Con estas dos canciones imprime al show un ritmo frenético que intenta contagiar desde el escenario a la audiencia. Hay que agradecer a Julián ese enorme esfuerzo, que humildemente, creo que no fue correspondido por el público como debiera haberlo hecho. No porque a la gente no le gustara lo que estaba viendo y oyendo, todo lo contrario, a la “peña” se la veía super conforme y conocedora de lo que se estaba representando, solo que faltaba ese punto de feedback que necesita cualquier artista, y de verdad, que Julián Maeso lo merecía porque se lo curró.

A continuación abandona por dos canciones los teclados y se cuelga la guitarra, demostrando además, ser un músico multifacético capaz de esbozar su virtuosismo en cualquiera de los instrumentos.

“No earthly paradise” y “The Road less travelled” son dos canciones del último disco que proponen ese viaje en el tiempo del cual hablaba al principio, que desembocan en “Before they leave” , una balada con la cual llegamos al primer punto de giro. Pausa, melodía y el artista cantando como para los amigos.
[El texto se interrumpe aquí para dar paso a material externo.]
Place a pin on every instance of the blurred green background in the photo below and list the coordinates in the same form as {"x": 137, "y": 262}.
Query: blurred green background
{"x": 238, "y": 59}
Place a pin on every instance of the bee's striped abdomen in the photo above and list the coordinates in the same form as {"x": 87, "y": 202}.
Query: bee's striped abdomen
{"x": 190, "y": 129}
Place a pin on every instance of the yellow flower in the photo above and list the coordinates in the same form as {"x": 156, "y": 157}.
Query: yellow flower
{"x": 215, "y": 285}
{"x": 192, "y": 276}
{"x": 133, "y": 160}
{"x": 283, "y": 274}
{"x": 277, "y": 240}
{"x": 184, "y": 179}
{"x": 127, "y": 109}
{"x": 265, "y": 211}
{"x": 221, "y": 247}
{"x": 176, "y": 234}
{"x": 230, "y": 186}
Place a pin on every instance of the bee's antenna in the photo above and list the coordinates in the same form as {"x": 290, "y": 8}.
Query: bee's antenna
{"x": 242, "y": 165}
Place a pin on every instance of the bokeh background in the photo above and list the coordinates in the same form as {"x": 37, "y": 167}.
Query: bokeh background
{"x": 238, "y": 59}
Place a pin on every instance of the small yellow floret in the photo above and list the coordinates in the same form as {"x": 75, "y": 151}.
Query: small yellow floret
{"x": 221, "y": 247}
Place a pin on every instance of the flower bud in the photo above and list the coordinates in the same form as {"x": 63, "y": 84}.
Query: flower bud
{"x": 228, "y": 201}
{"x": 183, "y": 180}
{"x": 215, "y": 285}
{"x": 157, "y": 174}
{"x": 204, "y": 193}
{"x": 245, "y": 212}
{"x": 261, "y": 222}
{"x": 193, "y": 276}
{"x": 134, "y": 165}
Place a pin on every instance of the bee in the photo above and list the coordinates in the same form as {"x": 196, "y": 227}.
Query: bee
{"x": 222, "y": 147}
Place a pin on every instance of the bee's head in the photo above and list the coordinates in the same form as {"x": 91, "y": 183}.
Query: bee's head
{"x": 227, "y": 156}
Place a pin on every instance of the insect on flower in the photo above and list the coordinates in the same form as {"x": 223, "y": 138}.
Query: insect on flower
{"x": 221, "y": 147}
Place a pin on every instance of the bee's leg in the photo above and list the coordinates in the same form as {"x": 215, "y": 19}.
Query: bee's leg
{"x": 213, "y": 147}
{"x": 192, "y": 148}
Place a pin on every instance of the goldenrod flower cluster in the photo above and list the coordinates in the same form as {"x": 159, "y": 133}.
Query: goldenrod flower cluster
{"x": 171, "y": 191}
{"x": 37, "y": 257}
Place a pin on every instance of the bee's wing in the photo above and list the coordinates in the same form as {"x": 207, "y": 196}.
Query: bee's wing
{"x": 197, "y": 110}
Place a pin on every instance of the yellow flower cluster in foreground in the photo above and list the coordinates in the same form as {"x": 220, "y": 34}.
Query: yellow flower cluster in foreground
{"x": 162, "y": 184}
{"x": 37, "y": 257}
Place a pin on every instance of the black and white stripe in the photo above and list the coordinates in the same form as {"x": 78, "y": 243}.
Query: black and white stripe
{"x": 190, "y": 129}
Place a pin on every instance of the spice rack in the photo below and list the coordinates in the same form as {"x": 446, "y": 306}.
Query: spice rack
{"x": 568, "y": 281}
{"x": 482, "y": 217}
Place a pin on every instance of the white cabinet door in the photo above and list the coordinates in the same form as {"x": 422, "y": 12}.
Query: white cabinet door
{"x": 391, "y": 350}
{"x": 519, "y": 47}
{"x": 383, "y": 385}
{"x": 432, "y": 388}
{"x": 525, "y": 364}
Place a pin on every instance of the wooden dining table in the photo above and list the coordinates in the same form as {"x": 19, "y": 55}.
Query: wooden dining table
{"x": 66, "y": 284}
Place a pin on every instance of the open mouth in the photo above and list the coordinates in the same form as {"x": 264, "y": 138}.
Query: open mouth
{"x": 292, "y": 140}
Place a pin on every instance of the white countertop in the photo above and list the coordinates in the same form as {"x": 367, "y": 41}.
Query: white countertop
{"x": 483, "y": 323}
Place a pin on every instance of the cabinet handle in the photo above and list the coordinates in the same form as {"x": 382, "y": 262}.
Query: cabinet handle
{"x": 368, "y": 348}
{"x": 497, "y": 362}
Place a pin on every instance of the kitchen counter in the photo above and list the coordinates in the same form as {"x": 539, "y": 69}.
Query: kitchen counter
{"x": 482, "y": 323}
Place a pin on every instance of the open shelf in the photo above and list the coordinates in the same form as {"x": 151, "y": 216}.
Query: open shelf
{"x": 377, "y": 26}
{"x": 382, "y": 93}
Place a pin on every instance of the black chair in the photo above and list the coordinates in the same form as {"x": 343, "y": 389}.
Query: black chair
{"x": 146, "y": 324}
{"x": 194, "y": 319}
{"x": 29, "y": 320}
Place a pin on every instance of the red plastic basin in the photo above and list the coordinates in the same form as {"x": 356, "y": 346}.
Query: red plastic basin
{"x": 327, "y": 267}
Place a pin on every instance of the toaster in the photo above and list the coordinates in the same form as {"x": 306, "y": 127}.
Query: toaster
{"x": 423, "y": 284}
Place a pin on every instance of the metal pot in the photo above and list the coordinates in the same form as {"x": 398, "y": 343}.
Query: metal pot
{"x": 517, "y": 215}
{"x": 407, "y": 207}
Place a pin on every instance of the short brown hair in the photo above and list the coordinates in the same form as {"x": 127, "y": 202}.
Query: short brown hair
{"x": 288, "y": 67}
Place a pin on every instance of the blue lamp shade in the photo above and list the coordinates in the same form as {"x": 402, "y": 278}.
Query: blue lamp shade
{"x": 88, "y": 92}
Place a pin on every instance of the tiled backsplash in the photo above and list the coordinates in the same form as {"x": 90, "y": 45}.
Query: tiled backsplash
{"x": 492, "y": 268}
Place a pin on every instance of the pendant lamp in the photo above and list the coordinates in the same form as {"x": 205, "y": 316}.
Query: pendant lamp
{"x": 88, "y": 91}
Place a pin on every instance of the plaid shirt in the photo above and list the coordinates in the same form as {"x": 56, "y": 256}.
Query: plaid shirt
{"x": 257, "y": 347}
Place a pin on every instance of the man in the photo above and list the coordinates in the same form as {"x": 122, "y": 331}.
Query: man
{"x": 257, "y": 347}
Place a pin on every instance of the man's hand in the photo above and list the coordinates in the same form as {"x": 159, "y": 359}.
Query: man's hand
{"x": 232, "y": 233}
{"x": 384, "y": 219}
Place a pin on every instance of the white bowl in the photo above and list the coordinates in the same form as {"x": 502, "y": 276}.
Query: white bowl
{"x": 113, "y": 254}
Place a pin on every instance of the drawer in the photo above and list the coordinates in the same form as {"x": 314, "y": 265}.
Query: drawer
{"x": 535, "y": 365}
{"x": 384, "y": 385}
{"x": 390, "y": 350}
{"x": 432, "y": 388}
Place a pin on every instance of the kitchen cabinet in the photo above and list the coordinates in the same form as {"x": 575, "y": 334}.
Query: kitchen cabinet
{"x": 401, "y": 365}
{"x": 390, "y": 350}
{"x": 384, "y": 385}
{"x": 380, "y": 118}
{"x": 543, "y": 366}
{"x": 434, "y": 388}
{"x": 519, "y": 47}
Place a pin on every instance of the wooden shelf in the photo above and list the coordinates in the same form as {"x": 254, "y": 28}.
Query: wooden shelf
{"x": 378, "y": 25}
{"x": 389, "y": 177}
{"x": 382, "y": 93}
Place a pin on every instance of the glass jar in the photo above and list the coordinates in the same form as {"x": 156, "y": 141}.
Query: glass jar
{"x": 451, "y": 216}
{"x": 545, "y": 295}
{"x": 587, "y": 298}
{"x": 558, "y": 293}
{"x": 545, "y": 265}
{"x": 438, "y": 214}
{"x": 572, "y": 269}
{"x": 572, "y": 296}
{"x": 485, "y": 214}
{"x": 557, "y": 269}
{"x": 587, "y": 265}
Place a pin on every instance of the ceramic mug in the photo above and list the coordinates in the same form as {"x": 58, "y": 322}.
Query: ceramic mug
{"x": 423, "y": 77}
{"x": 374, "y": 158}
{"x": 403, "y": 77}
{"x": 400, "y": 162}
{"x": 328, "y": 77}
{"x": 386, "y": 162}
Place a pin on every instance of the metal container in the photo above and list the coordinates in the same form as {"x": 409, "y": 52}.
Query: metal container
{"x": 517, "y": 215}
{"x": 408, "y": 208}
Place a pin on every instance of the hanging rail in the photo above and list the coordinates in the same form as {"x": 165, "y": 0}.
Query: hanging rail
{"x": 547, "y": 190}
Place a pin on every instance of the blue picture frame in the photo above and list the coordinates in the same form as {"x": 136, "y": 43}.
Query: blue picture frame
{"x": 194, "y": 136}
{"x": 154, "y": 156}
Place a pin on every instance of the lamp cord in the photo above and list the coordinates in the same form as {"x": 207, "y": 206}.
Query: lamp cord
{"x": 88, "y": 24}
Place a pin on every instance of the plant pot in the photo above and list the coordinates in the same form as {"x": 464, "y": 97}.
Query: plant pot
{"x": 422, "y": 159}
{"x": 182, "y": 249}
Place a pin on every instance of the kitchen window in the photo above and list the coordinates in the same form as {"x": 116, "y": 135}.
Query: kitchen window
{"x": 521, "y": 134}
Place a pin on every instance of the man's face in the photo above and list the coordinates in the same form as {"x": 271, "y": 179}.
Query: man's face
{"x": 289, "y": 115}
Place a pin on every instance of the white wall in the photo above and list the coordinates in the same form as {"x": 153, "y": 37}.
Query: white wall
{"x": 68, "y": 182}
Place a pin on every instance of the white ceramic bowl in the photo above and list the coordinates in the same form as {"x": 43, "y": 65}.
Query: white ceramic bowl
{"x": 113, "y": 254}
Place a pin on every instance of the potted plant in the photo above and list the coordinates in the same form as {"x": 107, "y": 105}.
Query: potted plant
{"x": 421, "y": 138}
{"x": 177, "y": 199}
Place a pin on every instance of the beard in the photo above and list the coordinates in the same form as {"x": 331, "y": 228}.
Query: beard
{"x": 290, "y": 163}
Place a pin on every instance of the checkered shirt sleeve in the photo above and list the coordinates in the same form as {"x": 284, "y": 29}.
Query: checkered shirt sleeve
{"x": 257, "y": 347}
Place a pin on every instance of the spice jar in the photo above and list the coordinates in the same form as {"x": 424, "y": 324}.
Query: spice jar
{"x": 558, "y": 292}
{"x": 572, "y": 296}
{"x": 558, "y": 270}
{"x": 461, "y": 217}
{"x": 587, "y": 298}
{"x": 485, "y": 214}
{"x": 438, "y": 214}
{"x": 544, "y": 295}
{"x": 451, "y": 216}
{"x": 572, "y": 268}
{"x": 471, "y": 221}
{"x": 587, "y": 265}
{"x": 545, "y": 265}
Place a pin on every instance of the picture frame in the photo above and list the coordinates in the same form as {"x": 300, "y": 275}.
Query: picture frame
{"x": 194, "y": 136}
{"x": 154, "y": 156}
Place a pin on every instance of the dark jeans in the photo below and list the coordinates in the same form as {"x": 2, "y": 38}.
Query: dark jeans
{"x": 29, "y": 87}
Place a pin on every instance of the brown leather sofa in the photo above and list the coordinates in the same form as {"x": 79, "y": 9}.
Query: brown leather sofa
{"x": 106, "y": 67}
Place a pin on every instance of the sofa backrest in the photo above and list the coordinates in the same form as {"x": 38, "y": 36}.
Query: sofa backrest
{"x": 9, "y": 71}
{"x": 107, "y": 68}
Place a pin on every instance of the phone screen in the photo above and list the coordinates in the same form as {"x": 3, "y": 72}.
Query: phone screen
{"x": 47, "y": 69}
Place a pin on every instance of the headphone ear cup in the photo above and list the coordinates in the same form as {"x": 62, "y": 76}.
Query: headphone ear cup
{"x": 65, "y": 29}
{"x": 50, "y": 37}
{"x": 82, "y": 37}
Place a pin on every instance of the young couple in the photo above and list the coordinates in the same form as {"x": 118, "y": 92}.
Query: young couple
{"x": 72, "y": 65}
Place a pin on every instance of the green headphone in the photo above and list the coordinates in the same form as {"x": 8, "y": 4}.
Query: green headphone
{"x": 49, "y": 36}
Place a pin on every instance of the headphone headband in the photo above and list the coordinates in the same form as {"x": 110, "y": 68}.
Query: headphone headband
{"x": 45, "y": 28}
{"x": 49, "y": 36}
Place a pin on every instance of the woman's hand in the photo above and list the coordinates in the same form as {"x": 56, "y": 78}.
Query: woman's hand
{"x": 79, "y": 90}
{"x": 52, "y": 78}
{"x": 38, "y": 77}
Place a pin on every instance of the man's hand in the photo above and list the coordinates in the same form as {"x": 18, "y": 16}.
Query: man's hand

“I wonder and wander”, “Riding the stars above” y “It’s been a hard day”, forman un segmento en el cual el artista vuelve a su intención primera de lograr que el publico vibre del mismo modo que lo está haciendo la banda. En este punto el esfuerzo se ve compensado, al lograr que la “peña” coree en un final interminable y lleno de ritmo el estribillo de la última canción.

A partir de “Back to me back to you”, ingresamos en el último sector del show. Un show que nunca se apartó de una línea técnicamente perfecta y profesional. Los músicos que secundan a Julián son gente que a toda luces se los ve de gran calado y profesionalidad.

Le siguen “Someday maybe someday” y “I must have been dreaming”, dos canciones preciosas llenas de esa reminiscencia de los 70´s, apoyadas fundamentalmente sobre el denso sonido del órgano.

La siguiente “Keep on striving”, una canción con toques de las viejas baladas de Dylan, propone uno de los momentos en los cuales Julián Maeso se suelta y se divierte, comenzando a cantarla imitando al gran maestro del folk.

“It can’t be true”, “Hanging on a wire” y “You gotta” cierran el show sonando en un nivel altísimo con extensos solos de órgano y sintetizador para disfrute de la audiencia que casi al finalizar la presentación, pareció despertar.

Estoy seguro que con la visita de Julián Maeso, hemos tenido la oportunidad de ver y oír a uno de los grandes músicos del panorama actual del soul y el folkrock. Ojalá vuelva pronto.